Mon erreur à moi, c’était de croire que les simulateurs en ligne suffisaient. J’ai passé trois heures à remplir des cases, je suis arrivé avec un chiffre. Résultat : j’avais oublié la convention collective. Et ça, ça change tout. Alors voici le guide que j’aurais aimé avoir avant de me retrouver dans le bureau des RH, sans savoir quoi répondre.

Points clés à retenir

  • L’indemnité légale de licenciement pour inaptitude est calculée sur l’ancienneté et le salaire de référence.
  • En cas d’inaptitude d’origine professionnelle, l’indemnité légale est doublée.
  • La convention collective peut prévoir des montants plus élevés – ne l’oubliez pas.
  • L’indemnité de licenciement est en partie exonérée d’impôt, mais pas totalement.
  • Le salarié de plus de 50 ans bénéficie parfois de majorations supplémentaires.
  • Ne signez jamais une rupture conventionnelle sans avoir comparé avec le licenciement pour inaptitude.

Comment se calcule la prime de licenciement pour inaptitude ?

Franchement, sur le papier, la règle est simple. Mais en pratique, c’est un casse-tête. Le calcul de l’indemnité légale de licenciement pour inaptitude suit les mêmes bases que pour un licenciement économique : 1/4 de mois de salaire par année d’ancienneté pour les 10 premières années, puis 1/3 de mois par année au-delà. Source : Service Public.

J’ai testé ça avec un salarié fictif – 8 ans d’ancienneté, 2 500 € de salaire mensuel. Calcul : (2 500 x 1/4) x 8 = 5 000 €. Simple, non ? Sauf que si l’inaptitude est d’origine professionnelle (accident du travail ou maladie professionnelle), l’article L.1226-14 impose de doubler cette indemnité. On passe à 10 000 €.

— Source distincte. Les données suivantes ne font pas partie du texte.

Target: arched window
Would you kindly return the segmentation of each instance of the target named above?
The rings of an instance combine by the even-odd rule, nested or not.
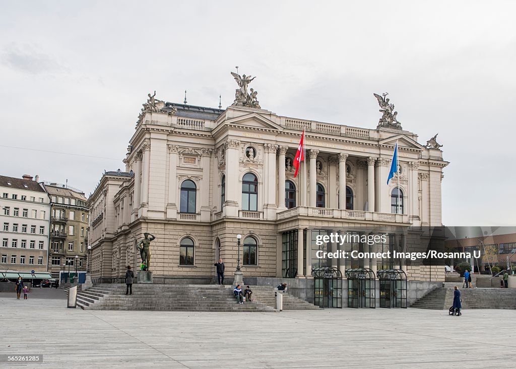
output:
[[[179,265],[194,265],[194,241],[189,237],[181,240],[179,246]]]
[[[220,210],[222,210],[225,201],[225,175],[222,175],[220,180]]]
[[[197,188],[195,183],[186,180],[181,184],[181,202],[179,211],[181,213],[195,213],[196,195]]]
[[[247,237],[244,240],[244,265],[256,265],[258,252],[256,240],[253,237]]]
[[[258,210],[258,179],[252,173],[242,179],[242,210]]]
[[[403,214],[403,191],[398,187],[393,188],[391,192],[391,213]]]
[[[353,191],[347,186],[346,186],[346,210],[353,210]]]
[[[285,181],[285,206],[287,209],[296,207],[296,185],[291,181]]]
[[[317,190],[316,192],[315,206],[317,207],[326,207],[325,202],[324,187],[320,183],[317,183]]]

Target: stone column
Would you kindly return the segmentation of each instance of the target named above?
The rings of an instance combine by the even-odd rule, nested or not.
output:
[[[168,146],[168,199],[167,218],[175,219],[178,216],[178,145]]]
[[[203,148],[201,149],[201,165],[202,168],[202,179],[200,188],[197,191],[200,198],[201,221],[209,222],[211,210],[209,207],[209,169],[213,149]],[[200,192],[200,194],[199,193]],[[197,210],[196,210],[197,211]]]
[[[375,162],[376,158],[367,158],[367,210],[375,211]]]
[[[238,188],[238,149],[240,141],[228,139],[224,142],[226,150],[226,216],[238,216],[239,203],[241,199],[241,188]]]
[[[143,152],[143,167],[141,172],[141,205],[149,205],[149,175],[151,164],[151,144],[146,142],[142,147]]]
[[[317,158],[317,154],[319,153],[318,150],[311,150],[310,152],[310,206],[315,207],[315,200],[317,192],[317,169],[315,165],[315,161]],[[308,259],[307,259],[308,260]],[[307,269],[308,272],[308,269]]]
[[[347,154],[338,154],[338,208],[346,208],[346,159]]]
[[[278,207],[285,209],[285,154],[288,146],[280,146],[278,156]],[[301,194],[301,186],[298,188],[298,193]],[[299,199],[301,200],[300,199]]]
[[[297,230],[297,276],[303,277],[304,275],[303,273],[303,259],[304,250],[303,250],[303,229],[299,228]]]

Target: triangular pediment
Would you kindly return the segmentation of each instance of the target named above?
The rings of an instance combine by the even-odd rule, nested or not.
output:
[[[251,113],[239,117],[227,119],[224,123],[227,124],[237,124],[254,129],[262,128],[266,130],[283,130],[283,127],[281,125],[277,124],[259,113]]]
[[[392,145],[394,146],[396,145],[396,141],[398,142],[398,146],[400,148],[407,148],[421,150],[426,149],[425,147],[421,143],[417,143],[412,138],[408,137],[403,134],[394,135],[394,136],[384,138],[380,141],[380,145]]]

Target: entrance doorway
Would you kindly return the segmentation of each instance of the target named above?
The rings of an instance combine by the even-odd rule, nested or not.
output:
[[[342,274],[333,267],[316,268],[314,277],[314,304],[319,308],[342,308]]]
[[[369,268],[348,269],[346,277],[348,279],[348,307],[376,308],[375,272]]]

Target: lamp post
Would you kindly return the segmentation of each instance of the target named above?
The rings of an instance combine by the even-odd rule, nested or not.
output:
[[[235,271],[235,279],[233,281],[233,284],[235,286],[237,286],[238,284],[244,284],[244,276],[242,274],[242,271],[240,270],[240,240],[241,238],[242,235],[236,235],[236,243],[238,246],[237,252],[238,260],[236,262],[236,270]]]

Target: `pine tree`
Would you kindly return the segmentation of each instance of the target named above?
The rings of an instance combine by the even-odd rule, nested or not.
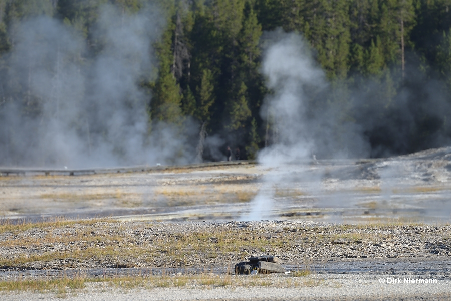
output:
[[[196,116],[202,122],[208,122],[211,119],[210,108],[214,103],[214,84],[213,73],[209,69],[204,69],[200,86],[197,87],[199,99],[197,102]]]
[[[246,85],[242,82],[237,94],[237,99],[232,100],[230,102],[231,103],[229,104],[231,121],[228,127],[233,130],[244,127],[248,118],[251,117],[251,110],[249,109],[246,99],[247,90]]]
[[[257,154],[259,150],[259,143],[260,143],[260,137],[257,133],[257,123],[255,118],[251,121],[251,128],[249,130],[249,138],[247,146],[245,148],[248,159],[253,160],[257,158]]]

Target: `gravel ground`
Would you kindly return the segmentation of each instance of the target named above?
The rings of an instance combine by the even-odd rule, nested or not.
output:
[[[88,281],[63,292],[0,292],[0,299],[449,300],[450,160],[445,148],[271,168],[0,177],[0,284],[179,270],[233,280],[179,287],[170,278],[168,287],[145,289]],[[11,224],[23,218],[41,222]],[[271,220],[236,221],[247,219]],[[262,255],[310,274],[227,274]],[[437,283],[387,283],[398,277]]]
[[[252,277],[252,276],[249,276]],[[448,300],[451,298],[448,280],[434,284],[381,284],[383,275],[372,276],[350,275],[312,275],[306,281],[319,281],[315,286],[277,288],[271,287],[224,287],[183,288],[160,288],[151,290],[123,290],[108,286],[90,285],[83,290],[64,296],[31,292],[0,293],[2,300],[54,300],[73,301],[129,300]],[[397,275],[391,277],[397,278]],[[273,277],[275,278],[275,277]],[[401,282],[404,276],[399,276]],[[275,281],[277,282],[277,281]]]
[[[79,241],[67,238],[72,235],[78,237],[79,233],[99,238],[96,243],[101,245],[86,244],[88,240],[86,238]],[[198,236],[199,233],[206,236]],[[181,245],[174,254],[160,248],[159,241],[156,239],[156,236],[162,239],[160,242],[171,242],[174,238],[187,239],[194,235],[198,236],[196,239],[199,245],[196,251],[192,251],[190,243]],[[228,237],[229,235],[236,236],[234,244],[238,241],[242,246],[235,250],[228,247],[225,242],[232,239]],[[257,240],[253,239],[256,235],[258,235]],[[110,236],[126,239],[122,241],[117,238],[116,241],[105,243],[103,239]],[[49,237],[55,239],[52,243],[45,239]],[[58,237],[61,237],[62,242],[58,241]],[[24,244],[28,240],[29,245]],[[101,268],[105,269],[101,272],[104,276],[111,276],[115,273],[117,276],[123,270],[127,271],[126,275],[136,275],[144,270],[152,271],[152,267],[160,267],[168,269],[167,273],[173,272],[174,275],[171,277],[176,277],[175,273],[183,267],[187,268],[184,275],[189,272],[187,267],[206,271],[212,269],[212,267],[222,267],[217,276],[221,279],[229,277],[232,281],[222,286],[217,284],[200,285],[188,281],[181,287],[152,287],[146,289],[127,289],[109,282],[88,282],[85,288],[69,290],[63,295],[54,291],[46,293],[4,292],[0,293],[2,300],[62,297],[74,300],[449,300],[451,298],[451,225],[446,224],[362,226],[300,221],[124,222],[113,220],[7,231],[0,235],[0,241],[4,242],[0,243],[0,255],[4,262],[9,260],[12,263],[15,259],[32,256],[43,258],[4,265],[0,271],[0,281],[23,279],[24,277],[35,279],[40,277],[38,272],[41,270],[46,271],[47,275],[56,271],[53,276],[46,276],[48,279],[61,277],[63,273],[73,274],[77,271],[85,273],[87,277],[95,278],[99,268],[101,271]],[[253,247],[258,241],[260,241],[259,246]],[[5,242],[8,242],[8,246],[5,245]],[[132,246],[130,242],[135,244]],[[112,244],[113,248],[115,246],[119,250],[119,255],[105,255],[104,258],[95,255],[88,257],[61,256],[74,250],[97,249],[102,243]],[[28,246],[24,247],[24,245]],[[140,262],[139,258],[134,255],[137,247],[143,250],[146,256],[152,253],[152,259]],[[266,250],[262,251],[261,248]],[[204,253],[206,249],[213,250],[216,255],[207,256],[207,253]],[[181,257],[180,253],[183,254]],[[52,254],[50,257],[39,257]],[[266,254],[282,259],[287,269],[307,269],[311,273],[303,277],[259,275],[260,278],[254,279],[260,282],[254,283],[252,282],[254,276],[229,275],[225,272],[227,266],[233,266],[251,256]],[[62,260],[62,258],[65,259]],[[126,265],[134,268],[106,268],[118,263],[124,265],[121,266]],[[146,270],[146,267],[150,269]],[[435,280],[436,283],[404,283],[404,278],[407,280],[413,279],[414,282]],[[383,278],[384,283],[380,283],[381,278]],[[172,278],[170,277],[169,279]],[[175,282],[176,279],[169,282]],[[393,283],[398,279],[401,283]],[[392,283],[387,283],[390,281]]]

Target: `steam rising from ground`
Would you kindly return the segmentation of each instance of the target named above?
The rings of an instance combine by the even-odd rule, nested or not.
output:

Le salaire de référence : le vrai piège

Là où ça se corse, c’est le salaire à prendre en compte. La règle officielle : le plus favorable entre la moyenne des 12 derniers mois ou celle des 3 derniers mois (primes incluses). Mais si vous avez été en arrêt maladie longue durée, la moyenne chute. Et les simulateurs en ligne ne vous le disent pas toujours. J’ai vu un collègue perdre près de 1 500 € simplement parce que son employeur avait utilisé la moyenne des 12 mois d’arrêt au lieu de celle des 3 derniers mois travaillés.

Convention collective : le jackpot caché

Bon, je vais être honnête : j’ai longtemps ignoré ce point. Mais certaines conventions collectives prévoient des indemnités bien plus élevées. Exemple : dans la métallurgie, l’indemnité conventionnelle peut atteindre 2/5 de mois par année d’ancienneté. Voici un petit tableau comparatif pour vous donner une idée :

Type Indemnité (10 ans d’ancienneté, salaire 2 500 €)
Légale (non professionnelle) 5 000 €
Légale (professionnelle - doublée) 10 000 €
Convention collective (métallurgie) 8 000 €
Convention collective (commerce de détail) 6 500 €

Le problème ? Beaucoup d’employeurs appliquent par défaut l’indemnité légale. À vous de vérifier ce que dit votre convention.

Quel est l’avantage d’un licenciement pour inaptitude ?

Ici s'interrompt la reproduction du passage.